Quand elle fit un mariage blanc pour obtenir sa carte de séjour elle me posa des questions sur la marche à suivre comme si elle savait que j'avais travaillé dans ce domaine, elle me paya même pour que je fasse quelque travail. Son mari était un gros noir qui avait une sale bobine. Elle le payait pour qu'il la sponsorise et joue le jeu du couple heureux jusqu'à l'épreuve de confirmation trois ans plus tard. Je trouvais cela très risqué mais elle avait une confiance inébranlable dans le succès de son entreprise.

Je demandai à Sarah si elle connaissait Laurence, une femme qui travaillait au New Morning à l'époque où je fréquentais l'établissement de Sarah. Oui, Sarah la connaissait, elles étaient même amies. J'avais retrouvé Laurence dans le milieu du Jazz newyorkais. Elle avait épousé un guitariste de renom qui s'appelait Jack Ribot, une forme raccourcie de son vrai nom de Ribotzinsky. J'arrangeai un rendez-vous un soir chez Mikell's. Les deux femmes tombèrent dans les bras l'une de l'autre et elles étaient tellement absorbées par les retrouvailles qu'elles ne me prêtèrent plus la moindre attention et je me sentis cruellement exclue alors que c'était moi qui les avais remises en contact. Je finis par conclure que c'était parce que je n'étais pas juive, alors que les deux femmes l'étaient et avaient donc cette culture en commun qui créait une intimité entre elles alors que je n'étais qu'une quantité négligeable.


Dans un coin sombre de la salle il y avait une petite cage avec une perruche verte dedans. Le pauvre animal passait sa vie là-dedans, et ne s'animait que quand l'écran de télévision qui lui faisait face montrait des scènes champêtres et des animaux. Je ne m'étais jamais intéressée aux perruches mais le sort de ce petit oiseau me faisait de la peine et un samedi matin alors que j'étais défoncée à la coke j'ouvris la cage, m'emparai de l'oiseau et le lâchai dans la pièce. Il vola maladroitement, se posa sur un cadre à mi-hauteur du mur puis se réfugia en haut d'une porte où il resta sans bouger. Je m'attendais à ce que Jessie se mette en colère mais elle resta calme. Je souffrais trop pour cet oiseau. Comment pouvait-on infliger ce sort à un animal dans un pays qui se vantait de sa liberté? Elle me dit qu'une de ses amis le lui avait offert. Je vis qu'elle n'était pas délibérément cruelle, mais elle n'était pas particulièrement intéressée par cet oiseau, qu'elle gardait seulement parce qu'une amie le lui avait offert.

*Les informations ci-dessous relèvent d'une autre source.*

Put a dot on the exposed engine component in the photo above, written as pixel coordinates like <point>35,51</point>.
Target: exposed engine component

Je me souvins que près de chez Sarah il y avait un pawn shop qui, dans le capharnaüm des objets en vente, avait une cage deux fois plus grande que celle qu'occupait la perruche. Je demandai à Jessie si elle voyait un inconvénient à ce que je remplace la cage actuelle par celle-là et elle fut d'accord. J'achetai donc la cage pour vingt dollars. Non seulement elle était plus grande, elle était aussi plus jolie. Elle avait des formes arrondies, apparemment elle datait des années 30 ou 40, et elle était mieux faite que le petit cube où vivait la perruche. Le transfert se fit sans problème. Dans un sens Jessie était soulagée que je m'occupe de l'animal. Maintenant quand je pratiquais la guitare j'emmenais la cage dans ma chambre et la perruche s'intéressait à la musique et sifflotait ou chantonnait. Cela me faisait du bien de m'occuper de cet animal et d'améliorer ses conditions de vie autant que possible, et de voir qu'il répondait à mes interventions. Mais quand je jouais tard le soir, fatiguée, saoûle et surexcitée par la cocaïne, je jouais très mal, je faisais des erreurs, des faux départs, je cassais le rythme et l'oiseau s'arrêtait lui aussi et attendait patiemment que je reprenne et cela me faisait honte.